ContentEditable=events

The initial concept of introducing contentEditable=minimal has evolved during the past year. There were proposals to introduce contentEditable=typing, contentEditable=cursor and other modes from which a developer will be able to pick. By using e.g. the “typing” mode, a developer would inform the browser that it should handle text insertion. Similarly, the “cursor” mode would enable native caret movements (yes, there’s something wrong with the name :D).

While the concept of splitting contentEditable=true into many opt-in modules sounds reasonable, it means that we keep the same (or even higher) complexity as before, because the native behaviour must still be spec-ed and the modes must be orthogonal.

To reduce the scope, the modules concept was currently limited to contentEditable=events (although other modules may be spec-ed in the future). It’s a much simplified proposal, which at the same time may solve the majority of our problems.

For me, the whole “editing” can boil down to two types of actions:

those which affect the content (typing, deleting, formatting, pasting, dragging),
those which do not affect the content (various ways of changing the selection, rendering of native UI components such as context menus, floating toolbars, spell checker markers).

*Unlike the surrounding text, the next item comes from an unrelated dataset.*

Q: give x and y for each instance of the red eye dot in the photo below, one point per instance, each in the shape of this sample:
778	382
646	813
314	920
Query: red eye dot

As a rich-text editor implementer I would love to control every aspect of editing, but my highest priority is to control the content. I can accept that the caret doesn’t move exactly like I would like it to move in some cases, but I cannot accept if content in my editor gets messed up by the browser.

ContentEditable=events seems to reflect this division. In this mode the browser will handle caret movements and selection changes, while it won’t modify the DOM. This means that you can relatively easily add support for typing (by using the beforeinput event), but you don’t need to worry about implementing your own selection handler which would be a very tricky job taking the scope into account (mouse, keyboard, touch devices and countless little details like BiDi). However, thanks to the beforeselectionchange event I can handle the cases in which I do not agree with the native behavior. This also means that spec-ing caret movements isn’t that crucial and can be done later.

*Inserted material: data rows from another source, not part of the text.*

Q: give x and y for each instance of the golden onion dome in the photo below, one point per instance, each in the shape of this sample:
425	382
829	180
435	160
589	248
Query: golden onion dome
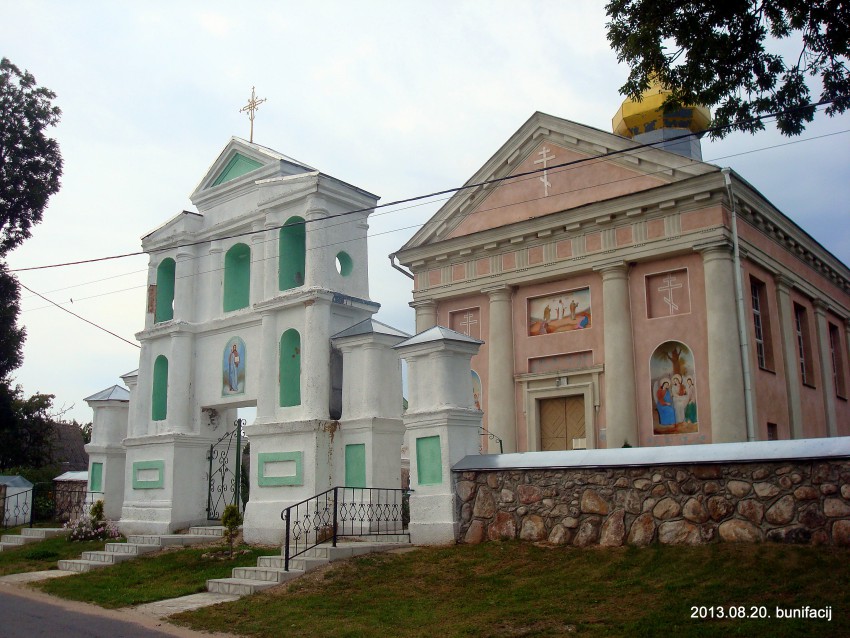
634	118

I hope that we will be able to reach consensus about this proposal, because it seems to be the middle ground between spec-ing everything and brutal reality, in which no one has enough energy to do that.

So what’s the ETA?

I wish I knew. Next week we’re meeting in Paris to tackle the remaining issues. There’s no mutual agreement yet about some important details such as whether in contentEditable=events the browser should handle caret movements or how selection may be normalized and where it can be displayed. The beforeselectionchange event has been proposed a long time ago, but it hasn’t been added to the Selection API spec either.

If we agree about these and other matters in Paris, then, as far as I understand, the Editing and Selection API specs will be very close to becoming Candidate Recommendations. Given that browser vendors are involved in both specs, this means that we’ll be on the threshold of fixing contentEditable. I can’t predict how quickly the new features will land in browsers, but let’s hope for “soon” :).

In other words, it seems that this attempt to fix contentEditable will not share the fate of the previous one. Keep your fingers crossed.